2017年9月28日に衆議院が解散され、選挙が行われることになった(10月10日公示・22日投票日)。
さて、国政選挙で立候補する時に供託金がいくら必要であるのかご存知だろうか。これを知っているのは政党に関係している人や議員くらいかもしれない。参議院の選挙区及び衆議院小選挙区で立候補する場合には300万円が供託金として必要になる。比例代表の場合は、衆参ともに1人あたり600万円が供託金として必要になる。
比例代表に立候補出来るのは現状の制度においては政党だけだが、参議院の選挙区及び衆議院の小選挙区に立候補するのは個人である。政党に加入している人が加入政党の公認候補として立候補する場合には、当該政党の党員や支持者から募金を募ることで必要な資金を用意する条件がある。しかし、どこの政党にも加入していない人には、政党の公認で立候補するようなやり方で必要な資金を集める条件は皆無であろう。高額所得者にとって300万円は、「はした金」かもしれない。しかし、一般の勤労者にとって300万円はそう簡単に用意出来ない大金だ。賃金労働者でも正社員で一定の水準の給与を得ている人の場合は、預金通帳の残高が数百万円とか1000万円程度ある場合があり得るだろう。しかし、このような金額は、特に子どもがいる人の場合は、子どもの教育に必要な資金を少しずつ貯めてきた結果だったり、何らかの備えであろう。その中から簡単に300万円を選挙のために使ううことは常識的に不可能だと考えて良い(法定得票を得られなければ、供託金は没収される)。

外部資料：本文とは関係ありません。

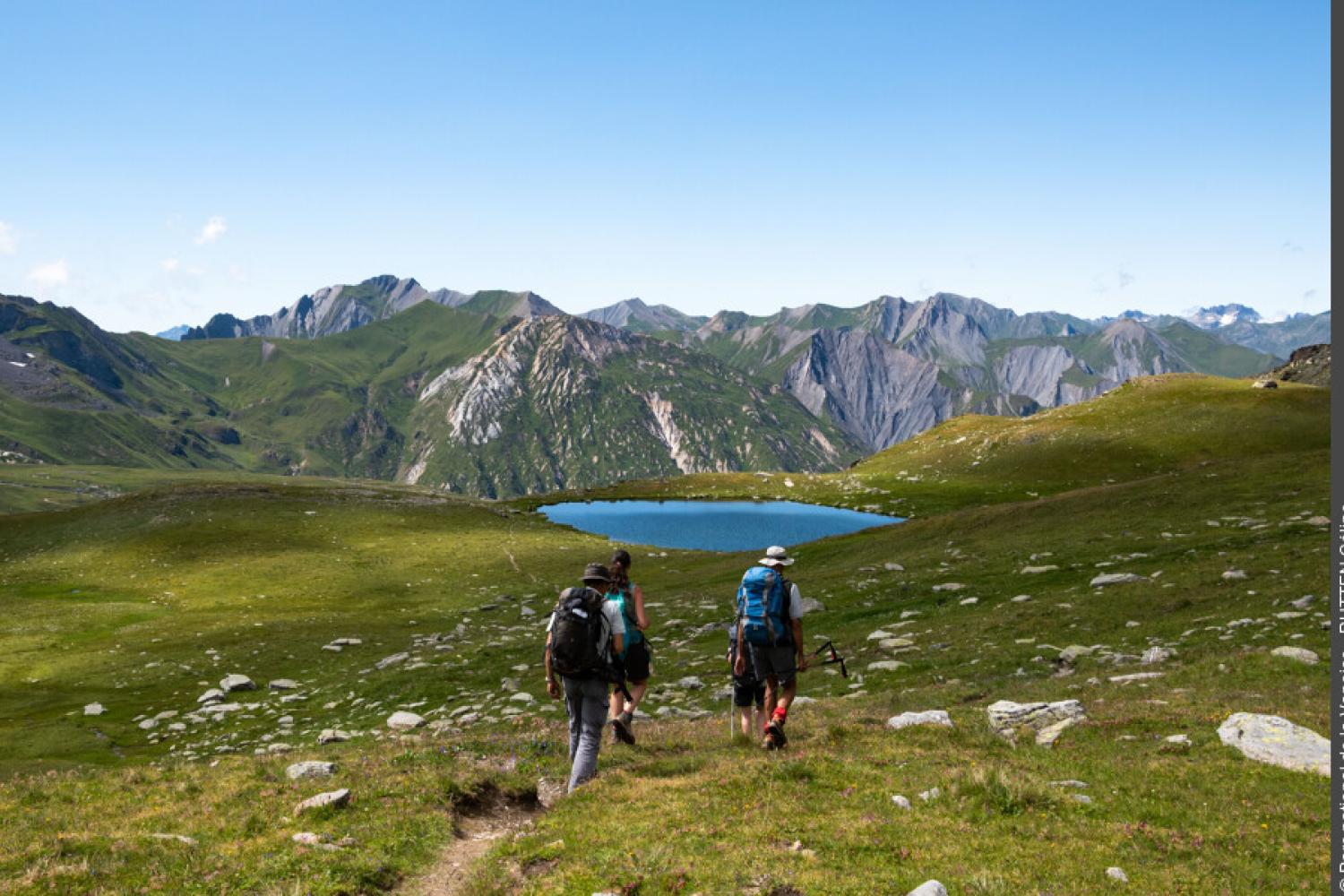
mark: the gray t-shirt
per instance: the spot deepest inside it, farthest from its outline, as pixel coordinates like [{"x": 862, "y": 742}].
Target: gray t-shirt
[{"x": 615, "y": 626}]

世界でも例を見ないほどの高額の供託金は、勤労者を議会から締め出すための装置として作用し、主権者国民から政治を遠ざけている。日本国憲法で掲げられている主権在民をより実質的なものにするためには、少なくとも供託金の金額を数万円とか10万円程度に抑えるべきである。敢えて言えば、供託金という制度を廃止しても良いくらいだ。